Multiple production line setups often result in poor equipment utilization and way more inventory than you need at any point in time. It’s inefficient, costly and not a great way to run your operations if you want to stay profitable for long. Solution: Make sure you connect production of the same material when executing through batches. This will help reduce the number of setups and make your production line more effective in the long run.

Transition dates are assigned for SKUs

That means if regulatory approvals are delayed or expedited, the change in dates affects supply and demand. Solution: You should model transition dates to work to determine what materials you need to produce to account for the change (including lower level materials).

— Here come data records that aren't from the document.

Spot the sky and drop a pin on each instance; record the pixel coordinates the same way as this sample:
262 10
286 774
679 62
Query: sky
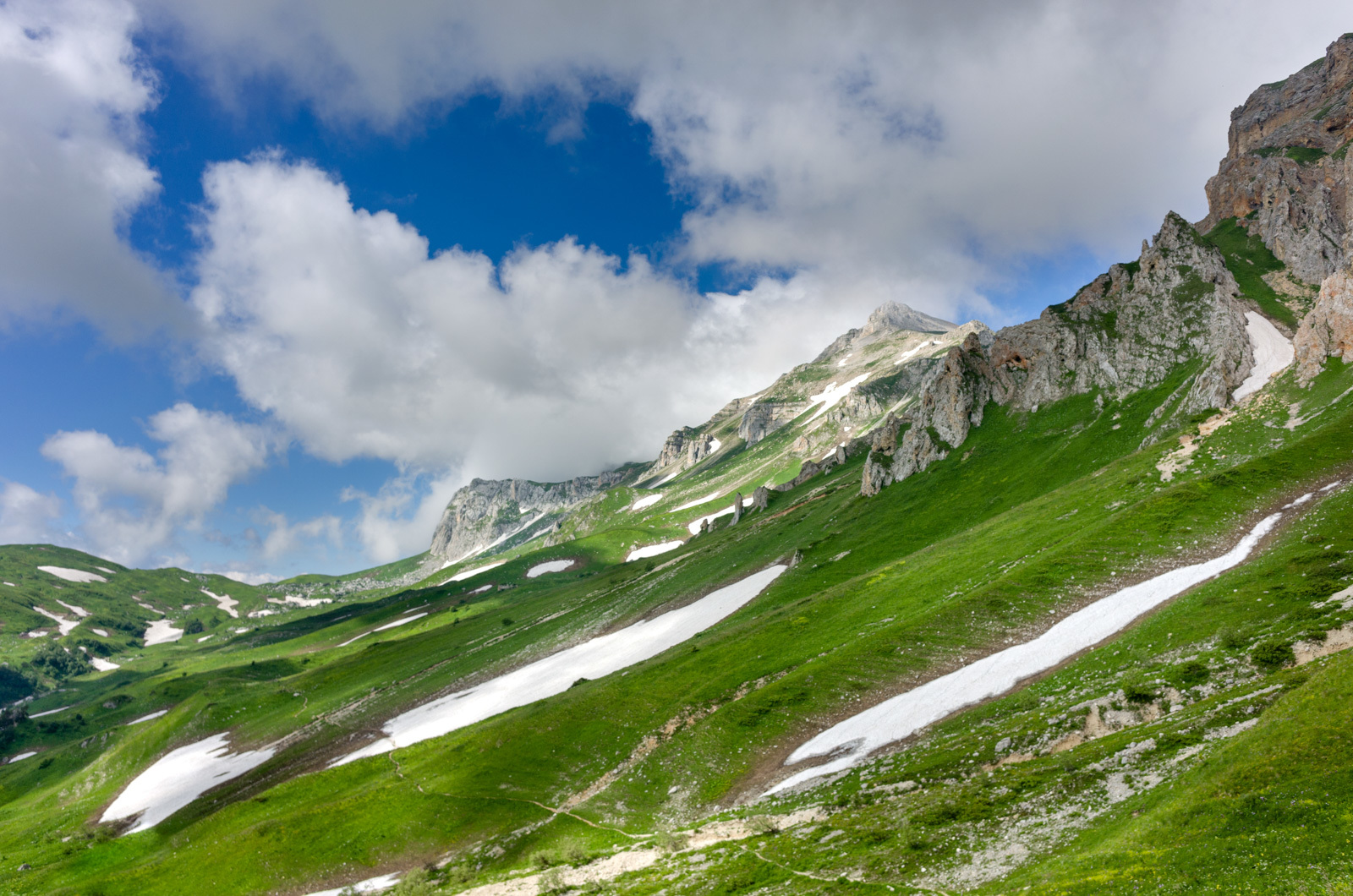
277 276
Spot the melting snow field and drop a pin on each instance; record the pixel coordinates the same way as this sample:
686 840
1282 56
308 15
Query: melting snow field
832 394
179 777
548 566
907 713
370 885
64 626
647 501
694 524
653 549
555 675
225 603
381 628
466 574
1272 352
72 576
697 502
162 632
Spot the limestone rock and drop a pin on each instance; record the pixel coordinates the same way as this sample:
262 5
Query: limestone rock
1328 329
1125 332
1285 167
490 511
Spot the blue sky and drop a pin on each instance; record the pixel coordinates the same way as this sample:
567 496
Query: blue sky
279 278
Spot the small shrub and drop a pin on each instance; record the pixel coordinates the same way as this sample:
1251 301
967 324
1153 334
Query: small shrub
1138 693
1274 655
1192 673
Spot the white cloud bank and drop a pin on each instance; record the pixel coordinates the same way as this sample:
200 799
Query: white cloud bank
72 168
132 502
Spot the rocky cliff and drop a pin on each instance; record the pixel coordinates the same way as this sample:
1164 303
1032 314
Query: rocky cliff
1285 172
1328 329
491 512
1126 331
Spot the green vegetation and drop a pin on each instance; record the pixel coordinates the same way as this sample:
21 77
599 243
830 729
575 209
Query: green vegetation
1248 260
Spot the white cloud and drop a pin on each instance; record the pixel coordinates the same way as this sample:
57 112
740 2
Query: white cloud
74 168
132 504
29 516
552 363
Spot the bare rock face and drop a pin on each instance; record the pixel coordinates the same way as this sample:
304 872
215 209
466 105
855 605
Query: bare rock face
1287 169
493 511
1122 333
1328 329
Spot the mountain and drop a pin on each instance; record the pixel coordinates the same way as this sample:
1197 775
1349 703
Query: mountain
1062 608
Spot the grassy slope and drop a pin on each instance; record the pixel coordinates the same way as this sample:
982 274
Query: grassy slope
938 566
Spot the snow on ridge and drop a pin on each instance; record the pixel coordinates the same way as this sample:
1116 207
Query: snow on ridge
697 502
653 549
72 576
179 777
832 394
911 711
647 501
694 524
162 631
466 574
225 603
555 675
1272 353
548 566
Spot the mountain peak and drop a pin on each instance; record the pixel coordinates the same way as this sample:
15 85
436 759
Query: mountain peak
895 315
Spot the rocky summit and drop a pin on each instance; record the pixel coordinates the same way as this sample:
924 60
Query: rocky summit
1061 609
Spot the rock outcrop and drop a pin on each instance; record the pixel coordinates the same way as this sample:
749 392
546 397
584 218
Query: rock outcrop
1328 329
489 512
1125 332
1287 167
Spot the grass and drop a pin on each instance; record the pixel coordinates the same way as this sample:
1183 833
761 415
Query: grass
1033 516
1248 260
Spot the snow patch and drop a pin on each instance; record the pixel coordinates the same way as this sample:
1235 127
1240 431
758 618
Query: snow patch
548 566
466 574
908 713
64 624
653 549
697 502
647 501
225 603
832 394
162 632
72 576
179 779
370 885
49 713
595 658
1272 353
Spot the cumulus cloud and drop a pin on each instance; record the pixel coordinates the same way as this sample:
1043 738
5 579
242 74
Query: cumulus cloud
74 167
132 502
27 516
896 141
556 360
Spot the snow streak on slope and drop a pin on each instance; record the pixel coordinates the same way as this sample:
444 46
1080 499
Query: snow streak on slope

Increased outside pressures

As with any business, there are often outside pressures that have a big impact inside your operations, and those working in life sciences aren’t exempt. Things like shifts in regulations and changes in approvals are beyond your control. As are patent cliffs, which can have a monumental effect on your revenue streams as competitors get license to sell the same products. Solution: Make sure you thoroughly evaluate supply chain risk and have all available information before making any decisions. Simulate scenarios and evaluate impacts across the entire supply chain, but ensure you compare the results against key performance indicators so you know exactly where you’ll need to make any tradeoffs.

Lot-for-lot planning

It can be difficult to manage lot traceability across all levels of your supply chain, including aligning supply to upstream work orders. Without that alignment, you risk not having full visibility into who supplied what and where it ended up. This becomes vital for accountability and in case of recall. Solution: Connecting your end-to-end supply chain within a single system will help you alleviate this issue. You’ll be able to plan packaging work orders split from different bulk locations based on quota arrangements and create work orders from bulk locations based on products’ batch sizes. That way you’ll always have clear visibility into your supply chain operations. These are just a few of the life sciences supply chain pain points. What other supply chain challenges do those of you working in this space have to overcome? Let us know in the comments area below. Don’t forget to check out the first blog in this series on consumer electronics supply chain pain points and come back to see what other industries we profile.


Eliane Santos
- May 16, 2017 at 12:20pm
I am responsible for the Crop Protection Supply Chain in BASF Latin America. In this business we experience all the challenges above! Another one very relevant to this industry is seasonality. Most of our portfolio is used by our customers once a year in a 2-4 months application window and the demands can vary a lot short term within this period, driven strongly by weather conditions, among other variables (like commodity prices, new products registration timelines, etc). We have very long RM (Active Ingredient) lead times (average 1.5-2 years) and also need to pre-produce part of the finished goods volume due to capacity restrictions. In this scenario we need to do a lot of scenarios simulations, have fast communication among the chain and work strongly with risk management and decision dates in our S&OP process in order to minimize negative effects in our supply chain.
Alexa Cheater
- May 16, 2017 at 1:22pm
Thanks for bringing up seasonality Eliane! It's certainly a challenge many companies, not just those in life sciences face. It sounds like you've got a good handle on how to overcome it (simulations, quick collaboration, risk management). Hopefully others can learn from your example.